Supremum and infimum of a certain sequence

Question

What is the supremum and infimum of $$\{(-1)^n-\dfrac1n\}$$ And $n$ belongs to natural numbers .

Answer 1

The members of the sequence can be seen as follows: $(-1)^n - \dfrac{1}{n}= \Bigg\{\begin{matrix}\big(1-\dfrac{1}{n}\big),& \text{when n is odd}\\ \big(-1-\dfrac{1}{n}\big),&\text{when n is even} \end{matrix}$

When $n$ is odd, the value of $\big(1-\dfrac{1}{n}\big)$ increases as $n$ increases and thus the supremum (for odd $n$) is obtained as $n \to \infty$, and the limit is $lim_{n\to \infty}\big(1-\dfrac{1}{n}\big) = 1$. The infimum (for odd $n$) is obtained for $n = 1$, that is, $1 - 1 = 0$.

Similarly, when $n$ is even, the value of $\big(-1-\dfrac{1}{n}\big)$ increases as $n$ increases and supremum (for even $n$) is obtained as $n\to \infty$, with the limit being $lim_{n\to \infty}\big(-1-\dfrac{1}{n}\big) = -1$ and infimum (for even $n$) being $-2$ obtained for $n = 1$.

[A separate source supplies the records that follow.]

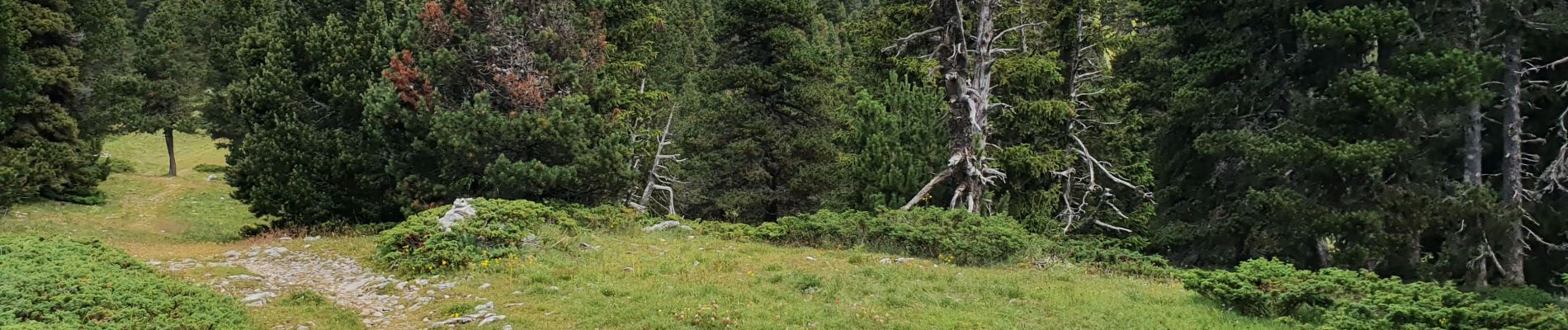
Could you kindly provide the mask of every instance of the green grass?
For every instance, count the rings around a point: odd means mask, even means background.
[[[180,135],[176,142],[180,177],[163,177],[168,163],[162,136],[121,136],[107,144],[107,152],[129,160],[136,170],[102,185],[110,195],[107,205],[19,205],[16,214],[0,219],[0,233],[99,238],[143,260],[212,260],[254,244],[372,260],[370,236],[241,239],[240,227],[262,221],[229,197],[234,188],[221,180],[204,181],[207,175],[193,170],[198,164],[223,164],[224,152],[204,136]],[[400,328],[423,328],[428,324],[419,319],[439,321],[483,303],[466,296],[494,300],[499,313],[508,314],[483,328],[1284,328],[1226,313],[1178,283],[1068,266],[956,267],[925,260],[880,264],[889,255],[688,239],[679,233],[574,239],[533,258],[499,260],[444,275],[463,278],[458,288],[437,294],[452,299],[406,317],[411,324]],[[575,242],[594,249],[579,250]],[[232,274],[245,271],[213,267],[171,275],[205,282]],[[492,286],[478,289],[481,283]],[[354,311],[320,296],[279,294],[285,299],[246,308],[256,328],[364,328]]]
[[[681,235],[582,242],[596,249],[475,266],[444,294],[492,299],[517,328],[1284,328],[1176,283],[1087,269],[880,264],[887,255]],[[472,305],[437,303],[428,317]]]
[[[257,239],[241,241],[240,228],[262,221],[251,216],[245,203],[229,197],[234,188],[223,180],[207,181],[207,174],[194,170],[199,164],[224,164],[226,152],[199,135],[176,135],[174,142],[179,177],[165,177],[169,167],[162,135],[111,138],[103,145],[105,153],[130,161],[136,170],[110,175],[99,185],[108,203],[33,200],[0,217],[0,233],[97,238],[141,260],[202,260],[254,244]],[[205,267],[169,275],[196,283],[235,274],[248,272]],[[254,328],[309,324],[320,325],[310,328],[364,328],[358,314],[325,300],[285,299],[246,308],[246,313]]]
[[[165,177],[163,136],[118,136],[103,149],[136,167],[132,174],[110,175],[99,186],[110,195],[108,203],[33,200],[0,221],[0,231],[99,238],[113,244],[229,242],[240,239],[240,227],[260,224],[245,203],[229,197],[234,188],[223,180],[205,181],[205,174],[191,170],[196,164],[223,164],[224,152],[205,136],[176,136],[180,177]]]

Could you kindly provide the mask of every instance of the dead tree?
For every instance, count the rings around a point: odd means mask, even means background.
[[[991,69],[999,56],[1016,48],[997,48],[996,42],[1008,33],[1019,31],[1038,23],[1024,23],[1002,31],[996,31],[996,9],[999,0],[933,0],[931,27],[900,38],[883,48],[884,52],[902,53],[913,42],[930,39],[936,42],[925,58],[936,59],[941,74],[942,94],[946,95],[949,119],[949,150],[947,167],[938,172],[930,183],[920,188],[903,210],[914,208],[933,188],[944,181],[955,186],[950,208],[964,205],[964,210],[975,213],[985,203],[986,186],[1007,175],[989,166],[991,158],[985,156],[989,136],[988,117],[1005,103],[991,103]]]
[[[1469,47],[1472,52],[1482,52],[1482,42],[1485,34],[1485,25],[1482,23],[1482,0],[1471,0],[1469,19]],[[1485,116],[1482,114],[1480,100],[1472,100],[1466,105],[1465,111],[1469,117],[1465,127],[1465,185],[1474,188],[1483,188],[1486,183],[1482,181],[1482,135],[1485,135]],[[1482,219],[1465,219],[1460,225],[1460,235],[1463,241],[1469,246],[1468,249],[1475,249],[1475,256],[1469,258],[1465,264],[1465,285],[1472,288],[1486,286],[1486,277],[1491,275],[1488,269],[1488,258],[1493,256],[1490,242],[1486,239],[1486,227]],[[1465,230],[1469,228],[1469,230]],[[1494,261],[1494,260],[1493,260]]]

So, for the given sequence $\big\{(-1)^n - \dfrac{1}{n}\big\}$, the infimum is $-2$ and the supremum is $1$.

Answer 2

Hints. Look at the two subsequences that take every other number.

$$\{(-1)^{2n}-\frac{1}{2n}\} = \{1-\frac{1}{2n}\} $$ This subsequence has first element $1/2$ and is increasing towards a number (which?).

The other subsequence $$\{(-1)^{2n-1}-\frac{1}{2n-1}\} = \{-1-\frac{1}{2n-1}\}$$

This subsequence has first element $-2$ and is increasing towards a number (which?).